[Date Prev][Date Next][Thread Prev][Thread Next][Date Index][Thread Index]

Sv: Yet another take on ppfDirTree

>I'm now thinking of using plain normal hashing *instead* of trees. I didn't
>consider it before, because I generated all directories by inserting the
>entries one by one, without knowing beforehand how many of them have to be
>in. Hashing has big problems wich such a setting. But recently I thought a
>bit more about it and found that the solution for that is actually quite
>simple. (The "The Practice of Programming" book also helped a bit).
Why were you inserting entries one-by-one?

I take it you are going to use chained hashing, as the only viable
alternative, open-adressing with double hashing is not very viable anyway...

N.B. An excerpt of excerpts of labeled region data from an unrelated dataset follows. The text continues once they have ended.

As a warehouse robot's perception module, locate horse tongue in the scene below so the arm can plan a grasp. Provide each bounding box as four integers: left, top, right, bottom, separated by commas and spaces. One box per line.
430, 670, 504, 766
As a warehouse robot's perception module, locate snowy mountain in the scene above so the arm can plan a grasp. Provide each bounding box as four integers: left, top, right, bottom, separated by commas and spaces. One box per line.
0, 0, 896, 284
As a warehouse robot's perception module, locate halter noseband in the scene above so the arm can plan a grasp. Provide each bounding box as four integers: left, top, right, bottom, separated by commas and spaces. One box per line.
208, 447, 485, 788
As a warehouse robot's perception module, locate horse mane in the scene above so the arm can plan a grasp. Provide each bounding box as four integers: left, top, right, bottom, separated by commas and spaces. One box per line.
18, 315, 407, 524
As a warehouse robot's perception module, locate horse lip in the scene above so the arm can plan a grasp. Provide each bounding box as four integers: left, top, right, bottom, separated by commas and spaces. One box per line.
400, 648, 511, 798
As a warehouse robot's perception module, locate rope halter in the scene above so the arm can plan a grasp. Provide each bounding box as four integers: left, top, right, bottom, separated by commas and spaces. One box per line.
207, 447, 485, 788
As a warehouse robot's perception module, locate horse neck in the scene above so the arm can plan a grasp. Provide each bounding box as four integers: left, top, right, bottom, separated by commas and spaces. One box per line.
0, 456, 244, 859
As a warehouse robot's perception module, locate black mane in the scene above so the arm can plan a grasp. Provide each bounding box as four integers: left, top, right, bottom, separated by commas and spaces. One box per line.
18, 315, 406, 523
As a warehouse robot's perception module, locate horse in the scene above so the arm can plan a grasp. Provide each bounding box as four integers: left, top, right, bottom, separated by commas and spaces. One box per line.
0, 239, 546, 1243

You are going to be using more memory. You have atleast the hash-table,
which is going to be using up 4 times its size in bytes for pointers. That's
not that much memory, though.

There also is a pointer for each entry (for the list). That's 4 times the
amount of entries used up for pointers (even if they are NULL). Still not
that much memory, though.

There also is the problem of having to allocate nodes for each entry. That's
an amount of allocations equal to the amount of entries. That's slow, and it
can potentially fragment memory.

Now, of course, I've assumed that we are actually going to be using a
linked-list to make the hash-table chained. We of course don't have to do
that. We might aswell use an array. So, we can limited the memory usage to
the memory the data we are storing actually fills, plus a pointer and a size
for each position in the hash-table, so it's 8 times the size of the
hash-table we use as overhead memory.

Now comes the question of how large a load factor we want the table to have.
I think somewhere betwen 2 and 3 is good. What do you think?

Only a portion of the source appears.